Concurrency is hard, and that’s just as true in Perl as it is in most languages. While Perl has threads, they aren’t lightweight, so they aren’t an obvious answer to parallel processing the way they are elsewhere. In Perl, doing concurrent work generally means (a) a non-blocking/asynchronous framework or (b) forking sub-processes as workers.

There is no officially-supported async MongoDB driver for Perl (yet), so this article is about forking.

The problem with forking a MongoDB client object is that forks don’t automatically close sockets. And having two (or more) processes trying to use the same socket is a recipe for corruption.

At one point in the design of the MongoDB Perl driver v1.0.0, I had it cache the PID on creation and then check if it had changed before every operation. If so, the socket to the MongoDB server would be closed and re-opened. It was auto-magic!

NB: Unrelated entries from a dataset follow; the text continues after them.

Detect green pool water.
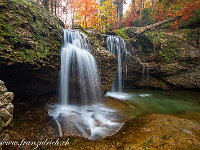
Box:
[105,90,200,119]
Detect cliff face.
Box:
[123,28,200,89]
[0,0,116,99]
[0,0,64,98]
[0,80,14,149]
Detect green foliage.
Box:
[188,9,200,28]
[116,29,129,39]
[159,40,177,61]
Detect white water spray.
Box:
[49,30,122,140]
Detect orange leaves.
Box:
[154,0,200,30]
[74,0,98,27]
[124,3,139,27]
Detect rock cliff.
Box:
[0,80,14,149]
[123,28,200,89]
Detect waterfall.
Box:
[106,35,127,92]
[48,30,122,140]
[59,30,101,105]
[142,66,150,86]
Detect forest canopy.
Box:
[36,0,200,31]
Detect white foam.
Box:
[139,94,152,97]
[105,92,132,100]
[49,104,122,140]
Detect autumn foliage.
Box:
[36,0,200,31]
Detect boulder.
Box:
[0,0,64,98]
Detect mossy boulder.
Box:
[0,0,64,98]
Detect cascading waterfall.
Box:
[106,35,127,92]
[49,30,122,140]
[142,66,150,85]
[59,30,101,105]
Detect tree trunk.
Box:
[151,0,154,9]
[50,0,54,14]
[44,0,49,11]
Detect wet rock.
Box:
[124,28,200,89]
[0,80,14,146]
[0,0,64,100]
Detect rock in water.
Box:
[0,0,64,99]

The problem with this approach is that it incurs overhead on every operation, regardless of whether forks are in use. Even if forks are used, they are rare compared to the frequency of database operations for any non-trivial program.

So I took out that mis-feature. Now, you must manually call the reconnect method on your client objects after you fork (or spawn a thread, too).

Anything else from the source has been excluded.